US wants to revive Palestinian talks

AP , LUXOR, EGYPT

Wed, Jan 17, 2007 - Page 7

Hoping to breathe life into moribund peace efforts, the US will gather Israeli and Palestinian leaders to discuss an eventual independent Palestinian state, US President George W. Bush's top diplomat said on Monday.

US Secretary of State Condoleezza Rice also asked Arab allies to help support the fragile government in Iraq, on whose success much of Bush's new plan to turn the war around will depend.

The US-Israeli-Palestinian meeting would be the first among the main parties thought necessary to draft any settlement in the six-decade-long dispute. It represents more direct involvement from a US administration that has sometimes viewed Mideast peacemaking as a fool's errand.

"The parties haven't talked about these issues for a long time," Rice told reporters following a meeting with Egyptian President Hosni Mubarak in Luxor following a three-day visit to Israel and the Palestinian territories.

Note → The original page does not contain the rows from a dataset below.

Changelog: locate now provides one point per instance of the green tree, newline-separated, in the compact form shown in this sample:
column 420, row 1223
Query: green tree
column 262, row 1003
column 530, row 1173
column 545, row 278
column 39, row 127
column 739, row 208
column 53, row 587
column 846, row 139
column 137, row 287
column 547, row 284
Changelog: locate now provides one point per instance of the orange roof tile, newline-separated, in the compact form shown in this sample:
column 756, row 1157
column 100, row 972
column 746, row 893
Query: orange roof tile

"It's been at least six years since they talked about these issues," Rice said. "It seems wise to begin this ... informal discussion, to just really sit and talk about the issues."

Diplomats described a preliminary session meant to build confidence after years of fighting and rhetorical sniping.

It is designed to strengthen Palestinian President Mahmoud Abbas in his internal power struggle with Palestinian Islamic militants and to offer Palestinians a glimpse of their future that makes negotiating with Israel seem worthwhile.

Instead of talking about the daily frictions and threats that define the deeply mistrustful Israeli-Palestinian relationship, an informal session could look ahead to what Rice has called broader issues, and certainly more attractive ones, US officials said.

"It's very clear what we mean by `broader issues,'" Rice said. "We mean what would lead to the establishment of a Palestinian state."

Recent prospects for Mideast peace have looked dim, with the Hamas radicals in charge of much of the Palestinian government, street clashes among the Palestinian factions, a Western aid cutoff and Israeli Prime Minister Ehud Olmert's weakened political position following Israel's summer war in Lebanon.

Abbas and Olmert agreed to attend the session, to be held in three or four weeks, during their separate weekend meetings with Rice, US officials said. Rice would represent the US, with the thought that Bush could participate at a future session if initial discussions go well.

In Israel, Olmert confirmed the planned meet with Rice and Abbas.

Saeb Erekat, an aide to Abbas, could not confirm whether Abbas would attend, but said "in principle" the Palestinians are prepared to take part. He praised Rice's attentiveness during a session with Abbas in his Ramallah headquarters on Sunday.

"She reflected seriousness, interest,'" Erekat said. "She reflected an understanding of the bigger picture of what is going on in the region, and the need to put this thing behind us, the Arab-Israeli conflict."

US officials said Rice wanted to capitalize on momentum from a much-awaited meeting between Olmert and Abbas, which was held last month. Abbas reminded Rice that Israel has not delivered on promises from that meeting, and US officials want to nudge the two leaders to keep talking.

The Bush administration has devoted more effort to resolving the conflict in Bush's second term in office, and Rice has said Bush wants to make a mark on the process before he leaves office.